Investigating Psychology 2
Week 1: Qualitative – Epistemologically Driven Research Questions
What is a paradigm?
“Universally recognized scientific achievements that, for a time, provide model problems
and solutions for a community of researchers", i.e.,
what is to be observed and scrutinized
the kind of questions that are supposed to be asked and probed for answers in relation to
this subject
how these questions are to be structured
how the results of scientific investigations should be interpreted
Kuhn, T S (1970) The Structure of Scientific Revolutions (2nd Edition) University of Chicago
Press. Section V, pages 43-51
The word paradigm is used to:
Indicate a pattern or model or an outstandingly clear or typical example or
archetype
Also:
cultural themes
worldviews
Ideologies
mindsets
It describes distinct concepts or thought patterns in any scientific discipline or other
epistemological context.
Main components of a paradigm:
Ontology
Concerned with Being
Epistemology
Branch of philosophy concerned with the origins, nature, methods and limits of
knowledge?
Methodology
Finding an Epistemology:
Research Methods: Qualitative or Quantitative (or mixed!)
Which you choose will depend on
your research questions
your underlying philosophy of research
your preferences and skills
Taking a closer look on methods:
What methods will you use to address the research questions?
How many and why this many? (sampling)
How will these methods be designed? i.e. How will the study be conducted? Where? How
will you gain access?
What is the justification for these methods?

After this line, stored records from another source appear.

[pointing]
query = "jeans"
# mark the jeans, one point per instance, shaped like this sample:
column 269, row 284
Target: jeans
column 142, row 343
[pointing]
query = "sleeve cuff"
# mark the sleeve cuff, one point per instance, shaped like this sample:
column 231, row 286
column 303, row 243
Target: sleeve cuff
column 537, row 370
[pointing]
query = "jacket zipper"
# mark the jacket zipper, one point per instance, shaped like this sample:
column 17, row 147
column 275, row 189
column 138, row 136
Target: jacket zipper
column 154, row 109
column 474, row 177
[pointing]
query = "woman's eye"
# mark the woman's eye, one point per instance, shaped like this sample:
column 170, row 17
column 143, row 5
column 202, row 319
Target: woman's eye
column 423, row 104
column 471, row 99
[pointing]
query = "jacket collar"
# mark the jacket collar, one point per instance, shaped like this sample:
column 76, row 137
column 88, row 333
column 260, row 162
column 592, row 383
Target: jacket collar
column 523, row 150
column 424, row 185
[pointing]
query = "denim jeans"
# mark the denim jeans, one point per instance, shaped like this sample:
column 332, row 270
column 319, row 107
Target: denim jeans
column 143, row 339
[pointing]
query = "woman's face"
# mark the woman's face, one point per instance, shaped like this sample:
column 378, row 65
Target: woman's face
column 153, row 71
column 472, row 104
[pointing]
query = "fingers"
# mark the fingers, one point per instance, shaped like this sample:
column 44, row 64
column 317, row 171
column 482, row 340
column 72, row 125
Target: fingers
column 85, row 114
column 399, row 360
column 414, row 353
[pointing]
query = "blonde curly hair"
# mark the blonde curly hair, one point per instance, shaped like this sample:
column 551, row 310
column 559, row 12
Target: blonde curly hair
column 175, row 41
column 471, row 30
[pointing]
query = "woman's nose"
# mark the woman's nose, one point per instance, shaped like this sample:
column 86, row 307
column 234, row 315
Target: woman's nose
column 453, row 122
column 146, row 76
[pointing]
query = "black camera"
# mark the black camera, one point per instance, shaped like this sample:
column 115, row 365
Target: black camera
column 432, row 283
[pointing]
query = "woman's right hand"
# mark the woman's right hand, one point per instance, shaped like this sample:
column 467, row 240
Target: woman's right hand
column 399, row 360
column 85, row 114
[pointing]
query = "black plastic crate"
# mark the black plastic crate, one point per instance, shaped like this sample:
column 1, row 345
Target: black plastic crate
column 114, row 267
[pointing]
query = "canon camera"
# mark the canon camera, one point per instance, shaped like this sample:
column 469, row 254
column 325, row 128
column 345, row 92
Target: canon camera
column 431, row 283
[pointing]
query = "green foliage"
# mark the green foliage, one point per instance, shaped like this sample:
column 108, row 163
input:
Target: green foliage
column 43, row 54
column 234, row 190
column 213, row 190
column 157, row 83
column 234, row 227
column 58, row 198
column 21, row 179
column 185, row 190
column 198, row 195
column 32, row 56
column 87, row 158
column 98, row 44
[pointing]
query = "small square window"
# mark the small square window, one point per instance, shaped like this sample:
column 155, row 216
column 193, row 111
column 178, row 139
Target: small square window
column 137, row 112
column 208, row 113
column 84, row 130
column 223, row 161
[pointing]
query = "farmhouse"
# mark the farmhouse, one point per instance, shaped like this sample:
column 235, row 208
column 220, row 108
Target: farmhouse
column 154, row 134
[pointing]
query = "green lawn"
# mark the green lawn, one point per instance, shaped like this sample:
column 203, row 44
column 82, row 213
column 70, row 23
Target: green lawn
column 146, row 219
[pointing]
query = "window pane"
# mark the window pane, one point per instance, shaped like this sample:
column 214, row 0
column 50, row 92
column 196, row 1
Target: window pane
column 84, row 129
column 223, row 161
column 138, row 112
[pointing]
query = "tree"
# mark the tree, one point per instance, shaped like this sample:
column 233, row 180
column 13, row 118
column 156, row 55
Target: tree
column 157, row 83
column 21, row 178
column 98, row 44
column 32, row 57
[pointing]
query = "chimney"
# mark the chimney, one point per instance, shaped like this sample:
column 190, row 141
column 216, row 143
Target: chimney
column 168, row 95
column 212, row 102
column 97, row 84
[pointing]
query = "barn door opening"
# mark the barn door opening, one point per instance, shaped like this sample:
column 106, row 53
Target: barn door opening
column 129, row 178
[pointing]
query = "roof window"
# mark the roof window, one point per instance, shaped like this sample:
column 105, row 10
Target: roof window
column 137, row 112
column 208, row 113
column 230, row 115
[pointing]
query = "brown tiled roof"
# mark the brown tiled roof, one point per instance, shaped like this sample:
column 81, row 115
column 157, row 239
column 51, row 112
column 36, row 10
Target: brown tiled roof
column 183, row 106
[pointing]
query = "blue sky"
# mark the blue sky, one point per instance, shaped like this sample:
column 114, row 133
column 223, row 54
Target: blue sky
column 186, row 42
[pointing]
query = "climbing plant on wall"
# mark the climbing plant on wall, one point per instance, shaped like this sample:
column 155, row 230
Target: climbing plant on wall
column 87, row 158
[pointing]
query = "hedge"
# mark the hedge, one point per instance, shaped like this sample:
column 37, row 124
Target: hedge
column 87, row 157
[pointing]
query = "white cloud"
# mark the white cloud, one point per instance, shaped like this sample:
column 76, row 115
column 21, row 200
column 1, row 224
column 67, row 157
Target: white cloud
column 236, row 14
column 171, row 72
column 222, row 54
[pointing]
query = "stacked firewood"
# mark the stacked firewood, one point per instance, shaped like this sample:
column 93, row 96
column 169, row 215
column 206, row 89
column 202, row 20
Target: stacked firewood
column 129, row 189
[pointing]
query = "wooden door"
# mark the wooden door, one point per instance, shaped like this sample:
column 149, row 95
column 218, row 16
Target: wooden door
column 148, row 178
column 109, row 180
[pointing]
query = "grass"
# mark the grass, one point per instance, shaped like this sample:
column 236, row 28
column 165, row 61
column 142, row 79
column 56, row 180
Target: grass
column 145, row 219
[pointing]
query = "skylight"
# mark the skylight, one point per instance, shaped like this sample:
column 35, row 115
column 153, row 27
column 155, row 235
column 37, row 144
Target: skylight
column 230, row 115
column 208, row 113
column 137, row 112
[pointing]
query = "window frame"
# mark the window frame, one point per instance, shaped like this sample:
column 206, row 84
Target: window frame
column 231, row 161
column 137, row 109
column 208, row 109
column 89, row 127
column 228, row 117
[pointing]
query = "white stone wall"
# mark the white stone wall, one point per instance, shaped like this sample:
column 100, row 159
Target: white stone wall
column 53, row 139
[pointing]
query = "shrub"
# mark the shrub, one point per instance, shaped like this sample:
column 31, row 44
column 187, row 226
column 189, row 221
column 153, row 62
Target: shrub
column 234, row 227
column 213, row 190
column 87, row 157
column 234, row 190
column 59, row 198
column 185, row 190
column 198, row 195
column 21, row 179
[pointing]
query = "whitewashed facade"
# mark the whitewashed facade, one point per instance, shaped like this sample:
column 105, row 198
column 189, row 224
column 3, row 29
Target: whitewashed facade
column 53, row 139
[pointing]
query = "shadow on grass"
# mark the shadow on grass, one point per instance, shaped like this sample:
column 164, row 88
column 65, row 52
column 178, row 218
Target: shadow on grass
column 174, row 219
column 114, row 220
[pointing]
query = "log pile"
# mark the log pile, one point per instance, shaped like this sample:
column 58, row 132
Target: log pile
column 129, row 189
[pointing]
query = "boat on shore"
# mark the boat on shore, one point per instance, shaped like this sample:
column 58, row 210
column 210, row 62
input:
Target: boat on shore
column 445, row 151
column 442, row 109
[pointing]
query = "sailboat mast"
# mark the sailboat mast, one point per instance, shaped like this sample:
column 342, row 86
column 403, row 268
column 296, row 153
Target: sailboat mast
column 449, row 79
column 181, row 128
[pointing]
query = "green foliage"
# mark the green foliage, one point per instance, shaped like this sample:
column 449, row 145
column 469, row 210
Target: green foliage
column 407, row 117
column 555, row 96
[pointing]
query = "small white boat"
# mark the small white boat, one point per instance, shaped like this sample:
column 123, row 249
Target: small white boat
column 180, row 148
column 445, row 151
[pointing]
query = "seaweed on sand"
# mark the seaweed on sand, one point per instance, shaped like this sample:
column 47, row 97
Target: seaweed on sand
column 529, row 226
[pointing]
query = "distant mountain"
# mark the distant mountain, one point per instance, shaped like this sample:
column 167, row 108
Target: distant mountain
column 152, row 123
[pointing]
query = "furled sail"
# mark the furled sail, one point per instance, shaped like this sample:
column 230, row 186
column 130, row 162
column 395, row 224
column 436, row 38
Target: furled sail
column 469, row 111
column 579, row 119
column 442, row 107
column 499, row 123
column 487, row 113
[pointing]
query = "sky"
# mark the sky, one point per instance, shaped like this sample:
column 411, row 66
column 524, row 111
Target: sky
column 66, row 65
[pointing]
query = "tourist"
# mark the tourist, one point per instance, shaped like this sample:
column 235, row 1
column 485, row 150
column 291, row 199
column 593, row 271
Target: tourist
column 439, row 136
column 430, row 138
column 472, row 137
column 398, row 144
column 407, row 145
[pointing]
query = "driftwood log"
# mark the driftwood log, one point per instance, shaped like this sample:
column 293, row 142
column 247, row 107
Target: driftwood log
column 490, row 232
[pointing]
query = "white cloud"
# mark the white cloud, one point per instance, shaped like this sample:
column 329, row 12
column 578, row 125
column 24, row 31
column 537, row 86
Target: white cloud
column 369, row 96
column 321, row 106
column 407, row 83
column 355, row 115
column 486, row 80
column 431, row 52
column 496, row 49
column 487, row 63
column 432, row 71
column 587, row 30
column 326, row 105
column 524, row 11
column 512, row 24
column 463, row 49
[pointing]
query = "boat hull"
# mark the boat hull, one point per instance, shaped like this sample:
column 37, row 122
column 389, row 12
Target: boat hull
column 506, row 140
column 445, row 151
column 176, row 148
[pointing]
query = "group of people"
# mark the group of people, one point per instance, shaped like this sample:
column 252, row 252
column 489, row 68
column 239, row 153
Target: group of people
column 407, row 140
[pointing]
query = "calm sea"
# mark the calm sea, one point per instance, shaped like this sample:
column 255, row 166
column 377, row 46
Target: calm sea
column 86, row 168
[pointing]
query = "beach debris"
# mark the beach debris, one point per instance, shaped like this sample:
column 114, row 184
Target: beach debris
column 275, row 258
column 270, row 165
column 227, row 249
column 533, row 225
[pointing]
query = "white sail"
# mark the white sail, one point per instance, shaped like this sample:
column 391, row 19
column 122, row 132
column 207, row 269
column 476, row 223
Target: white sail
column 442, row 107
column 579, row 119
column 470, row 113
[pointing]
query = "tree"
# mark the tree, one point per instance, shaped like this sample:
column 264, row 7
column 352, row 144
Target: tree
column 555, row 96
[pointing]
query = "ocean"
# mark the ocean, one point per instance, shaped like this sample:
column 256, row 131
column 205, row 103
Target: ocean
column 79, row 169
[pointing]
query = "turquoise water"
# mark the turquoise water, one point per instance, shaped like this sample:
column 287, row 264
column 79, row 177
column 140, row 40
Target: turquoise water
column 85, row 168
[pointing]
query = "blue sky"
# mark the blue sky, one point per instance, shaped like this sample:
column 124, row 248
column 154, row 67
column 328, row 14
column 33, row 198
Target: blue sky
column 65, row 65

What questions will be asked and why?
What are the limitations of these methods and how will you address these limitations?
, How will analysis be undertaken?
What are the ethical concerns related to these methods and how will these be addressed?
All the methodological decisions you make – i.e. how you answer each of the above questions
should be tied to the methodological literature and/or the literature in your subject area.
Basic Principles of Research Design:
Four main features of research design plus a further two, which are distinct, but closely
related
Ontology: How you, the researcher, view the world and the assumptions that you make
about the nature of the world and of reality? What is the nature of the phenomena, or social
reality, that you want to investigate?
Epistemology: The assumptions that you make about the best way of investigating the world
and about reality. What might represent knowledge or evidence of the social reality that you
want to investigate?
Methodology: The way that you group together your research techniques to make a
coherent picture
Methods and techniques: What you actually do in order to collect your data and carry out
your investigations
Research area: What topic is the research concerned with?
Research Question: What do you wish to explain or explore?
These principles will inform which methods you choose: you need to understand how they
fit with your ‘bigger picture’ of the world, and how you choose to investigate it, to ensure
that your work will be coherent and effective
Ontology:
ORIGIN early 18th cent.: from modern Latin ontologia, from Greek ōn, ont- ‘being’ + -
logy.
Ontology is the starting point of all research, after which one’s epistemological and
methodological positions logically follow. A dictionary definition of the term may
describe it as the image of social reality upon which a theory is based.
What is the nature of things in the social world?
For example, are you investigating:
Bodies, subjects, objects, people, individuals, sufferers, service users, patients,
clients
Texts, discourses
Attitudes, beliefs, views
Rationality, emotion, thought, experiences
Feeling, memory, senses, clinical outcomes
Motivations, ideas, perceptions
Cultures, society, groups
Interactions, social relations
Some ontologies are better matched to qualitative analysis than others (e.g., social
processes, interpretations, social relations, experiences etc.)